BSPED2023 Poster Presentations Pituitary and Growth 2 (8 abstracts)
Oxford Childrens Hospital, Oxford, UK
Background: Historically, a second LHRH stimulation test has been the gold standard test for the evaluation of biochemical evidence of pubertal suppression in patients with central precocious puberty (CPP) following commencement of GnRH analogue therapy. However, this test is time-consuming, costly, and uncomfortable for patients.
Aims/objective: To analyse the validity of the basal LH level as a predictor to the peak LH value.

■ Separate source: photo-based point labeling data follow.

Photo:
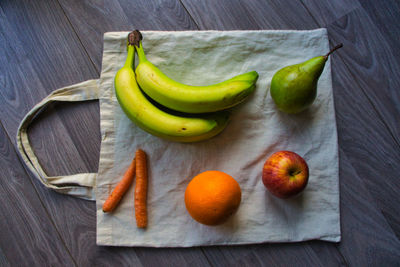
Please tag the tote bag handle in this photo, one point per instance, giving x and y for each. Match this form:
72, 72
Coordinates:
79, 185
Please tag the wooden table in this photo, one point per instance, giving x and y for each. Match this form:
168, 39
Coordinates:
45, 45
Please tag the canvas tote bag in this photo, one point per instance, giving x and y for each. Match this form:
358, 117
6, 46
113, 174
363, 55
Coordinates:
255, 131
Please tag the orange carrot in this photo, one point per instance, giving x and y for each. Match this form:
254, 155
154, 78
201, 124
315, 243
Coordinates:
141, 189
119, 191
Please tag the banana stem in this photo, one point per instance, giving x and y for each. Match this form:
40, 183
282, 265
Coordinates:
130, 59
140, 51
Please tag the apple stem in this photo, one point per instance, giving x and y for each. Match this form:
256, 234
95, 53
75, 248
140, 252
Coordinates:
333, 50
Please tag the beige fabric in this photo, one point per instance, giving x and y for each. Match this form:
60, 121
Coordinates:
85, 182
256, 130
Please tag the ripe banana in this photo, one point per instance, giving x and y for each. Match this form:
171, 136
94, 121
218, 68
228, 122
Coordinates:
191, 99
155, 121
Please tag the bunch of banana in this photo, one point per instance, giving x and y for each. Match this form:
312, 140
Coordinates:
171, 94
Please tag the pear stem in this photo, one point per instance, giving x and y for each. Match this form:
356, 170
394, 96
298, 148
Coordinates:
333, 50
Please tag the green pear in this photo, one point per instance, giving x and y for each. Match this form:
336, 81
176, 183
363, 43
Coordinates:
294, 88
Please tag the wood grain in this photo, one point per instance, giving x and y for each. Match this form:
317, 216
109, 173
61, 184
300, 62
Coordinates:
376, 160
27, 236
45, 45
385, 15
271, 253
365, 230
61, 139
248, 15
370, 58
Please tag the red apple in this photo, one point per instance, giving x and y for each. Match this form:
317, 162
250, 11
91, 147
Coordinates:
285, 174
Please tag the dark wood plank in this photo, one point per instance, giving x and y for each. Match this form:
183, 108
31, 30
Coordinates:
326, 12
28, 236
263, 16
248, 15
161, 15
62, 130
375, 72
3, 259
91, 19
367, 238
368, 53
385, 15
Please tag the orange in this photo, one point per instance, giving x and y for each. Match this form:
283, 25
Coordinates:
212, 197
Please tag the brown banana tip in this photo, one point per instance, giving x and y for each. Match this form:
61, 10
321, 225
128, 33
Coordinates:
134, 38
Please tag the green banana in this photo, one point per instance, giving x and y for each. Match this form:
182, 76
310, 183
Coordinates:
191, 99
155, 121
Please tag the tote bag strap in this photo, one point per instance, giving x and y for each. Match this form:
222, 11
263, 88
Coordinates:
79, 185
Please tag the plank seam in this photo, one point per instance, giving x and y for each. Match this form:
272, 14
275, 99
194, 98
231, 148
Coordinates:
77, 36
363, 92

Method: We reviewed 10-years worth of data (01/01201331/12/2022, inclusive) as part of a service evaluation. Patients were identified from the test-results database. Electronic patient notes and biochemistry results were reviewed. Inclusion criteria included patients diagnosed with CPP based on an LH value >5 IU/L on the LHRH stimulation test, and subsequently commenced on GnRH agonist therapy. Data analysis was performed for the correlation between the basal and peak LH in the second LHRH test after commencing therapy, using a grid for evaluating a clinical test. Basal LH of ≤0.5 IU/L and peak LH value of ≤1 IU/L were considered as biochemical indicators of adequate pubertal suppression.
Results: 41 patients fulfilled the criteria for CPP (85% female, n=35). The median age of presentation was 6.7 years in girls, and 7 years in boys. 51% of the cohort were identified as white/white British (n=21). In 87% of the cohort, there was no family history of precocious puberty (n=34). Breast enlargement (Tanner 2) was the main presenting symptoms in girls, compared to pubic hair and a testicular volume of 46 mLs in boys. Statistical analysis showed that a baseline LH of ≤0.5 IU has a 87.5% positive predictive value for a peak LH ≤1 IU/L on the repeat LHRH test, which indicates adequate puberty suppression. Also, a baseline LH ≤0.5 IU/L had a 100% sensitivity and 85% specificity for an adequate puberty suppression.
Discussion/conclusion: Basal LH serum sample of ≤0.5 IU/L, is a reliable indicator for puberty suppression in patients on GnRH analogue treatment for CPP, with good sensitivity and specificity. This will reduce the number of blood draws compared to the LHRH test. However, larger data need to be reviewed.